Lors de la deuxième Conférence sur l’intelligence artificielle (IA), l’éthique et la gouvernance d’entreprise,  le 20 juin 2025, Léon XIV avait publié un message à l’endroit des leaders du secteur, décideurs politiques et chercheurs internationaux. Il s’y était notamment inquiété des conséquences de l’intelligence artificielle sur le développement neurologique des jeunes. Reconnaissant le "potentiel extraordinaire" d’un "produit exceptionnel du génie humain", il avait aussi exprimé sa préoccupation au sujet des conséquences de l’IA sur le "développement intellectuel et neurologique" des enfants et des jeunes. "Notre jeunesse doit être aidée et non pas entravée dans son cheminement vers la maturité et la véritable responsabilité", avait-il insisté. 

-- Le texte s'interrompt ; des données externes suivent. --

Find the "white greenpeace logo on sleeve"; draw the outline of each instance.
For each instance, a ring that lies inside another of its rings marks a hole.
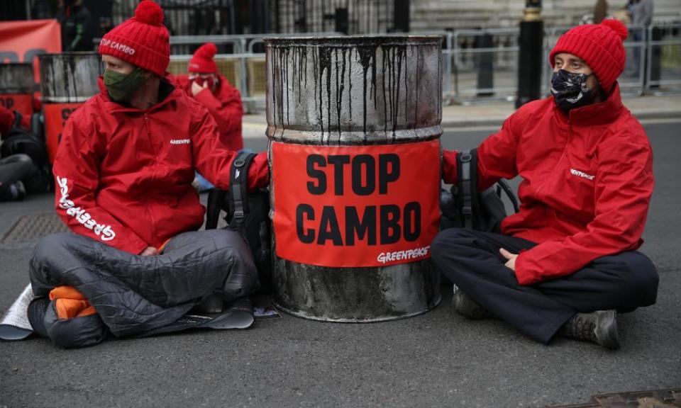
[[[104,225],[98,224],[96,221],[92,219],[89,213],[86,212],[85,210],[80,207],[76,207],[75,203],[69,200],[69,186],[68,180],[57,176],[57,184],[59,186],[60,197],[59,198],[59,208],[66,210],[66,213],[73,217],[79,222],[83,225],[88,230],[92,230],[102,241],[111,241],[116,237],[116,232],[111,230],[111,225]]]
[[[592,176],[591,174],[587,174],[584,171],[580,171],[579,170],[575,170],[574,169],[570,169],[570,172],[572,176],[577,176],[579,177],[582,177],[587,178],[587,180],[593,180],[595,176]]]
[[[122,44],[112,40],[109,40],[107,38],[102,38],[99,42],[99,45],[102,47],[109,47],[114,50],[118,50],[123,54],[127,54],[128,55],[135,55],[135,49],[130,45],[126,45],[125,44]]]

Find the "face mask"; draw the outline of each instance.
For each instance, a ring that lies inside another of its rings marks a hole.
[[[109,97],[115,102],[130,102],[133,95],[146,81],[144,72],[140,67],[128,74],[121,74],[109,69],[104,70],[104,85]]]
[[[203,87],[204,84],[208,84],[208,89],[210,89],[211,91],[213,91],[213,89],[214,89],[214,86],[215,86],[215,79],[214,79],[212,76],[191,76],[189,77],[189,79],[191,79],[193,82],[196,82],[197,85],[201,87]],[[192,82],[189,82],[189,89],[191,89]]]
[[[587,86],[587,79],[593,74],[575,74],[559,69],[551,77],[551,94],[555,104],[565,112],[591,103],[596,93]]]

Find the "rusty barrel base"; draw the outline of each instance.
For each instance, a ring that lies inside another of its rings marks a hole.
[[[441,301],[430,259],[384,268],[326,268],[275,260],[275,304],[305,319],[368,323],[425,313]]]

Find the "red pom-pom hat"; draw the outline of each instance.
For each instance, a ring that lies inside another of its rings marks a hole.
[[[617,20],[577,26],[558,38],[548,60],[553,67],[556,54],[577,55],[591,67],[603,90],[609,93],[624,70],[626,53],[622,42],[628,35],[626,27]]]
[[[218,72],[218,66],[213,57],[218,52],[218,48],[212,42],[206,42],[199,47],[189,60],[188,69],[189,72],[199,74],[215,74]]]
[[[170,62],[163,9],[151,0],[143,0],[135,9],[134,17],[104,35],[99,50],[101,55],[112,55],[163,76]]]

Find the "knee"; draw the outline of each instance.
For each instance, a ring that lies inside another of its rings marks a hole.
[[[38,262],[45,262],[50,258],[57,256],[60,252],[66,248],[67,243],[70,237],[71,234],[60,232],[59,234],[51,234],[41,238],[33,248],[31,259]]]
[[[211,230],[208,233],[217,249],[233,248],[235,246],[240,247],[240,244],[244,242],[238,233],[230,230]]]
[[[659,278],[653,261],[641,252],[631,251],[616,256],[622,266],[622,293],[648,297],[658,292]]]
[[[436,264],[443,261],[447,252],[458,244],[458,239],[469,237],[467,230],[463,228],[448,228],[440,232],[431,244],[431,256]]]

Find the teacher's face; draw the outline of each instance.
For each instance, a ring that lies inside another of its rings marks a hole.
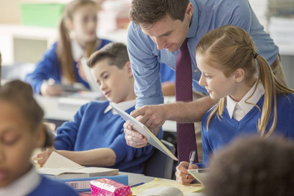
[[[190,4],[187,8],[183,22],[180,20],[174,20],[167,15],[151,28],[142,28],[143,32],[156,43],[158,50],[164,48],[170,52],[174,52],[182,45],[188,34],[193,12]]]

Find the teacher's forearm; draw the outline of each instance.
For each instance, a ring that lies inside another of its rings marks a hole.
[[[166,120],[182,123],[201,121],[204,113],[217,101],[209,96],[194,101],[163,104]]]

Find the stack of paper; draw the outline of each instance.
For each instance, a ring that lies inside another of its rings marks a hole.
[[[53,152],[42,168],[37,171],[46,177],[55,179],[75,178],[117,175],[118,170],[86,167]]]

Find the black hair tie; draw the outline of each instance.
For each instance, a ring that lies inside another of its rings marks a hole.
[[[255,55],[254,55],[254,56],[253,57],[253,58],[256,58],[256,57],[257,57],[257,56],[258,56],[258,54],[259,54],[257,52],[255,54]]]

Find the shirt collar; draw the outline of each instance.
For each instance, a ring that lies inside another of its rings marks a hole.
[[[191,3],[193,6],[193,14],[192,14],[192,19],[191,20],[191,24],[189,29],[189,32],[187,36],[187,37],[188,38],[195,36],[196,34],[197,26],[198,24],[198,7],[196,3],[193,4],[192,2]]]
[[[121,102],[117,103],[115,103],[114,104],[123,111],[126,111],[128,109],[135,106],[135,105],[136,105],[136,101],[137,100],[136,99],[133,99],[128,101],[123,101],[122,102]],[[106,108],[106,109],[105,109],[105,110],[104,110],[104,113],[106,114],[111,110],[112,114],[113,115],[117,114],[117,113],[114,110],[112,109],[112,108],[110,105],[108,105],[107,107]]]
[[[71,40],[71,55],[74,60],[76,62],[83,56],[85,50],[74,39]]]
[[[0,195],[28,195],[40,185],[41,180],[41,176],[32,166],[29,171],[8,186],[0,188]]]
[[[245,101],[252,93],[256,85],[257,85],[257,87],[255,91],[251,97],[246,101],[247,103],[246,103]],[[253,86],[238,102],[233,100],[229,96],[227,96],[227,108],[230,117],[232,118],[235,108],[237,104],[244,110],[245,114],[248,113],[254,106],[253,104],[256,104],[264,93],[264,88],[263,86],[261,83],[258,82],[257,81]]]

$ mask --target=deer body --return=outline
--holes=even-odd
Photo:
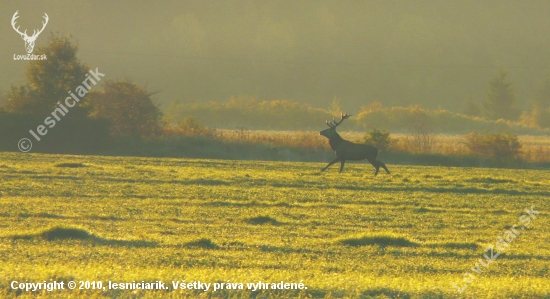
[[[334,124],[327,121],[327,125],[330,127],[329,129],[323,130],[319,132],[319,135],[325,136],[328,138],[328,143],[330,144],[330,148],[334,151],[336,154],[336,159],[332,160],[325,168],[321,169],[321,171],[325,171],[327,168],[329,168],[332,164],[336,162],[340,162],[340,170],[339,172],[342,172],[344,169],[344,164],[346,163],[346,160],[352,160],[352,161],[358,161],[358,160],[367,160],[369,161],[374,168],[376,168],[376,172],[374,175],[376,176],[378,174],[378,170],[380,167],[384,168],[387,173],[390,173],[388,168],[382,161],[377,160],[376,157],[378,156],[378,149],[375,148],[372,145],[368,144],[358,144],[353,143],[351,141],[345,140],[336,132],[336,127],[344,121],[344,119],[349,118],[348,114],[342,114],[342,119],[340,122]]]

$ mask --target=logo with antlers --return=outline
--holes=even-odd
[[[48,24],[48,20],[49,20],[48,14],[44,13],[43,18],[45,19],[45,21],[42,22],[42,29],[38,30],[38,32],[35,29],[33,31],[33,34],[31,36],[28,36],[26,29],[25,29],[25,32],[21,32],[21,31],[19,31],[20,26],[17,26],[17,28],[15,28],[15,20],[17,18],[19,18],[17,13],[19,13],[19,11],[16,11],[13,14],[13,18],[11,18],[11,26],[13,27],[13,30],[15,30],[15,32],[17,32],[21,35],[21,38],[23,38],[23,40],[25,41],[25,48],[27,49],[27,53],[31,54],[32,50],[34,49],[34,42],[36,41],[36,38],[38,37],[38,35],[40,33],[42,33],[42,31],[44,31],[44,28],[46,28],[46,25]]]

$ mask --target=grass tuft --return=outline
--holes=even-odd
[[[367,245],[395,246],[395,247],[420,246],[419,243],[411,241],[403,236],[397,236],[397,235],[391,235],[391,234],[365,235],[365,236],[360,236],[356,238],[341,239],[339,242],[349,246],[367,246]]]
[[[185,246],[187,246],[187,247],[199,247],[199,248],[206,248],[206,249],[219,249],[220,248],[220,246],[218,244],[212,242],[212,240],[207,239],[207,238],[202,238],[198,241],[187,242],[187,243],[185,243]]]
[[[249,224],[261,225],[261,224],[271,224],[271,225],[280,225],[281,222],[277,221],[275,218],[269,216],[258,216],[254,218],[246,219],[245,222]]]

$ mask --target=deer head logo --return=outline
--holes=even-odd
[[[31,54],[32,50],[34,49],[34,42],[36,41],[36,38],[38,37],[38,35],[42,33],[42,31],[44,31],[44,28],[46,28],[49,18],[48,18],[48,15],[44,13],[43,18],[45,19],[45,22],[42,22],[42,29],[38,30],[38,32],[35,29],[33,30],[32,36],[28,36],[26,29],[25,29],[25,32],[21,32],[19,31],[20,26],[17,26],[17,28],[15,28],[15,20],[19,18],[19,16],[17,15],[18,12],[19,11],[16,11],[13,14],[13,18],[11,18],[11,26],[13,27],[13,30],[15,30],[15,32],[21,35],[21,38],[23,38],[23,40],[25,41],[25,48],[27,49],[27,53]]]

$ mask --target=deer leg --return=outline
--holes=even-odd
[[[327,170],[327,168],[329,168],[329,167],[330,167],[330,165],[332,165],[332,164],[334,164],[334,163],[336,163],[336,162],[338,162],[338,161],[340,161],[340,158],[336,158],[336,159],[334,159],[334,160],[330,161],[330,163],[328,163],[328,165],[327,165],[327,166],[325,166],[325,168],[321,169],[321,172],[323,172],[323,171]]]
[[[386,167],[386,164],[382,163],[382,161],[380,160],[377,160],[376,162],[378,162],[378,164],[380,164],[380,166],[382,166],[382,168],[384,168],[384,170],[390,174],[390,171],[388,170],[388,168]]]
[[[340,171],[338,171],[339,173],[342,173],[342,170],[344,169],[344,164],[346,163],[346,160],[342,160],[340,162]]]
[[[367,161],[369,161],[370,164],[372,164],[372,166],[374,166],[374,168],[376,168],[376,171],[374,172],[374,176],[376,176],[378,174],[378,170],[380,169],[380,165],[378,165],[378,161],[373,160],[373,159],[369,159],[369,158],[367,158]]]

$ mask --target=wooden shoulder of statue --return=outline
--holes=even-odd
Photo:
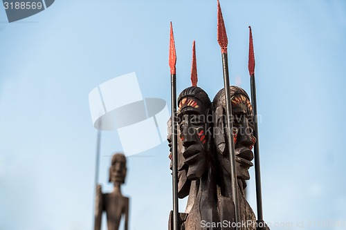
[[[108,230],[118,230],[122,216],[125,218],[125,229],[128,230],[129,199],[121,193],[120,186],[126,176],[126,158],[122,153],[115,154],[109,169],[109,182],[114,189],[111,193],[103,193],[101,185],[96,186],[94,230],[101,229],[102,215],[104,211],[107,217]]]
[[[251,150],[256,141],[253,134],[253,115],[245,90],[230,86],[230,93],[235,118],[233,142],[239,217],[242,222],[249,224],[241,229],[255,230],[255,213],[244,194],[246,181],[250,179],[248,169],[253,166]],[[177,104],[178,195],[179,198],[188,195],[185,211],[179,215],[179,230],[206,229],[212,223],[219,223],[212,229],[235,229],[231,225],[223,224],[235,221],[226,134],[225,90],[221,89],[212,103],[201,88],[189,87],[179,95]],[[167,139],[172,147],[172,122],[167,124]],[[172,229],[171,218],[169,229]]]

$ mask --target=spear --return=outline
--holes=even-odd
[[[170,23],[170,67],[171,71],[171,104],[172,104],[172,182],[173,182],[173,230],[179,229],[179,206],[178,206],[178,156],[176,141],[176,55],[175,51],[173,27]]]
[[[261,186],[261,169],[260,165],[260,146],[258,140],[258,124],[257,124],[257,106],[256,102],[256,84],[255,81],[255,54],[253,52],[253,33],[251,26],[250,29],[249,44],[248,44],[248,73],[250,74],[250,81],[251,85],[251,102],[254,113],[253,135],[257,141],[255,143],[253,151],[255,153],[255,180],[256,181],[256,201],[257,206],[257,222],[264,222],[263,211],[262,201],[262,186]]]
[[[238,190],[237,185],[237,172],[235,171],[235,144],[233,142],[233,125],[232,124],[232,107],[230,98],[230,77],[228,75],[228,61],[227,57],[227,45],[228,41],[226,32],[225,23],[222,17],[220,3],[217,0],[217,41],[221,47],[222,57],[222,66],[224,68],[224,84],[225,86],[226,95],[226,114],[227,116],[227,138],[229,144],[228,152],[230,162],[230,179],[232,181],[232,193],[235,203],[236,229],[239,229],[239,222]]]
[[[192,86],[197,86],[197,61],[196,60],[196,41],[192,44],[192,64],[191,64],[191,83]]]

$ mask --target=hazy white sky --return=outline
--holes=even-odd
[[[221,4],[230,82],[248,93],[253,28],[265,220],[273,230],[302,229],[297,222],[315,229],[329,220],[345,228],[346,3]],[[223,87],[216,1],[60,0],[22,21],[6,20],[0,8],[0,229],[92,229],[97,132],[88,95],[136,72],[144,97],[169,103],[170,21],[177,91],[190,85],[193,40],[199,86],[210,98]],[[133,138],[135,144],[139,137]],[[101,151],[100,183],[109,191],[110,157],[122,151],[116,131],[102,133]],[[123,193],[131,196],[131,229],[167,228],[168,152],[163,143],[128,157]],[[255,209],[254,188],[252,177]],[[274,226],[286,222],[293,226]]]

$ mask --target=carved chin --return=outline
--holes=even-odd
[[[188,174],[186,175],[188,179],[190,180],[199,179],[206,171],[206,160],[200,159],[199,162],[189,166]]]

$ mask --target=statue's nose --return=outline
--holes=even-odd
[[[244,118],[239,131],[239,133],[238,133],[239,143],[246,146],[253,144],[253,130],[249,126],[248,119],[246,117]]]

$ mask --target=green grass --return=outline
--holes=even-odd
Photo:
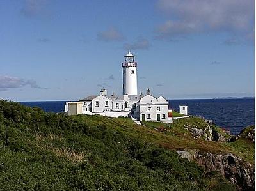
[[[173,118],[186,116],[186,115],[180,114],[179,112],[177,112],[175,111],[174,110],[173,110],[172,111],[172,114]]]

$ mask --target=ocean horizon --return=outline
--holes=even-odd
[[[45,112],[64,111],[68,101],[17,102],[29,107],[38,107]],[[76,100],[72,100],[75,102]],[[170,99],[169,109],[179,112],[179,105],[188,106],[188,114],[212,119],[217,126],[237,135],[244,128],[255,124],[255,98]]]

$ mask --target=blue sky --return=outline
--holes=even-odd
[[[128,49],[138,91],[254,96],[253,1],[1,1],[0,22],[4,99],[120,95]]]

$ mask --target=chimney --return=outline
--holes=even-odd
[[[147,89],[147,94],[150,95],[150,89],[149,89],[149,88],[148,88],[148,89]]]

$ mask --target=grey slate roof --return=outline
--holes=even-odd
[[[92,101],[93,99],[97,98],[97,96],[99,96],[99,95],[92,95],[85,98],[81,99],[79,101]]]

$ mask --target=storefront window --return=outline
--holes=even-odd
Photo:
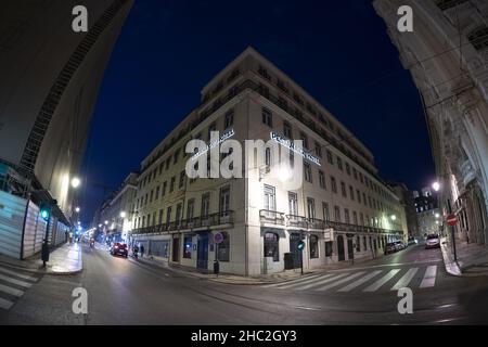
[[[265,234],[265,257],[272,257],[274,261],[280,260],[279,240],[280,237],[275,233],[267,232]]]
[[[310,235],[310,258],[319,257],[319,237]]]
[[[192,258],[192,236],[184,236],[183,258]]]

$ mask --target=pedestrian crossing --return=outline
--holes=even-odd
[[[37,280],[25,271],[0,266],[0,311],[9,310]]]
[[[436,285],[437,265],[426,268],[396,268],[360,271],[343,271],[313,274],[288,282],[264,285],[264,287],[287,291],[311,292],[384,292],[401,287],[428,288]]]

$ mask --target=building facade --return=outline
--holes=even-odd
[[[247,160],[243,178],[189,178],[187,143],[211,149],[211,131],[242,149],[262,140],[242,154],[260,151],[262,160]],[[303,179],[293,189],[270,174],[279,139],[301,140],[290,174]],[[370,151],[252,48],[203,88],[202,104],[141,165],[132,237],[171,264],[209,270],[218,259],[222,272],[256,275],[372,257],[403,235],[403,206]]]
[[[82,1],[88,33],[72,30],[79,4],[0,4],[0,253],[9,256],[40,249],[47,228],[39,219],[42,204],[52,208],[50,242],[63,241],[70,227],[70,182],[79,174],[99,86],[132,1]]]
[[[455,214],[462,241],[488,241],[488,2],[376,0],[426,113],[444,219]],[[413,10],[399,33],[397,10]]]

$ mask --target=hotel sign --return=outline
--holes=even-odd
[[[290,151],[293,151],[294,153],[300,155],[301,157],[304,157],[305,159],[317,164],[318,166],[320,165],[320,159],[312,155],[310,152],[305,151],[301,147],[297,147],[295,146],[295,143],[292,140],[285,139],[282,136],[275,133],[275,132],[270,132],[270,138],[271,140],[277,141],[278,143],[280,143],[282,146],[285,146],[286,149],[288,149]]]

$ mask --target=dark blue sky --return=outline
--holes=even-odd
[[[426,185],[434,165],[418,91],[367,0],[137,0],[105,72],[82,165],[82,219],[200,102],[247,46],[374,154],[380,175]]]

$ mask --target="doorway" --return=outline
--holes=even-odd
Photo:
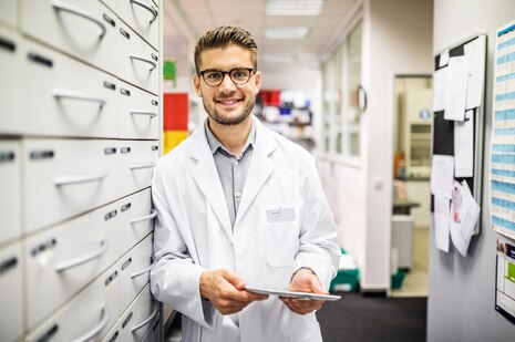
[[[395,75],[392,297],[428,296],[432,76]]]

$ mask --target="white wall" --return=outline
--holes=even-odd
[[[495,305],[497,234],[490,227],[488,177],[494,79],[495,30],[515,20],[513,0],[436,0],[434,54],[477,32],[487,34],[485,149],[482,231],[468,247],[468,256],[440,252],[431,237],[428,304],[428,341],[514,341],[515,327]]]

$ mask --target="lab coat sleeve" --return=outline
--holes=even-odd
[[[199,290],[204,269],[194,262],[185,242],[187,236],[183,236],[174,217],[173,204],[168,201],[169,193],[174,189],[169,186],[173,184],[163,180],[156,168],[152,185],[152,200],[157,210],[154,226],[156,261],[151,269],[151,290],[158,301],[213,329],[215,309],[209,301],[202,299]]]
[[[303,186],[305,203],[301,213],[299,252],[295,259],[297,271],[310,268],[328,290],[334,278],[340,260],[340,247],[337,245],[337,228],[322,185],[311,159],[308,164]]]

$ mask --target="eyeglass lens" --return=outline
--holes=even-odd
[[[251,70],[244,68],[237,68],[230,71],[206,70],[203,72],[203,77],[208,85],[220,85],[225,74],[229,74],[230,80],[233,80],[235,84],[243,85],[250,79],[250,73]]]

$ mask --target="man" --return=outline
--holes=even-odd
[[[321,300],[246,286],[327,293],[340,249],[312,156],[251,115],[261,74],[239,28],[195,48],[203,127],[162,157],[151,288],[183,313],[183,341],[321,341]]]

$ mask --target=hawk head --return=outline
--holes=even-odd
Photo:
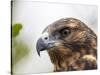
[[[63,55],[72,55],[81,52],[81,55],[96,49],[96,34],[82,21],[75,18],[63,18],[43,31],[37,41],[37,52],[60,52]],[[82,49],[85,49],[85,51]]]

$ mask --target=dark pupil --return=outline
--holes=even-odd
[[[62,30],[62,35],[63,36],[66,36],[66,35],[68,35],[69,34],[69,30],[68,29],[64,29],[64,30]]]
[[[65,31],[63,32],[63,34],[65,34],[65,35],[66,35],[67,33],[68,33],[68,30],[65,30]]]

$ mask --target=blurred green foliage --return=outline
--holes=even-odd
[[[12,67],[23,59],[29,53],[29,48],[27,44],[20,39],[16,39],[16,37],[20,36],[20,32],[23,29],[22,24],[16,23],[12,25]]]

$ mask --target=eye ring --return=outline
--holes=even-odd
[[[60,34],[65,37],[68,36],[70,34],[70,29],[69,28],[64,28],[60,31]]]

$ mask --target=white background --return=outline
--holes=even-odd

 "[Il faut] préserver la dignité inviolable de chaque être humain."

Plus globalement, Léon XIV se fait l’écho, depuis le début de son pontificat, de son prédécesseur le pape François, pour diagnostiquer "une certaine perte [...] du sens de l’humain" dans les sociétés. Soulignant que l’IA est "avant tout un outil", il s’inquiète de "son utilisation abusive à des fins égoïstes, au détriment d’autrui, voire pire, pour attiser les conflits et l’agression". Léon XIV engage à "reconnaître et respecter ce qui est proprement humain". Le critère éthique supérieur, selon le Pape, doit être de "préserver la dignité inviolable de chaque être humain et respecter les richesses culturelles et spirituelles ainsi que la diversité des peuples du monde".

Il est ainsi plausible, dans cette première encyclique, que le Pape souligne la primauté de la conscience et de la responsabilité personnelle : face à des systèmes opaques, le chrétien est appelé à pratiquer la vérité, la transparence, la justice sociale et à rejeter toute instrumentalisation de l'humain.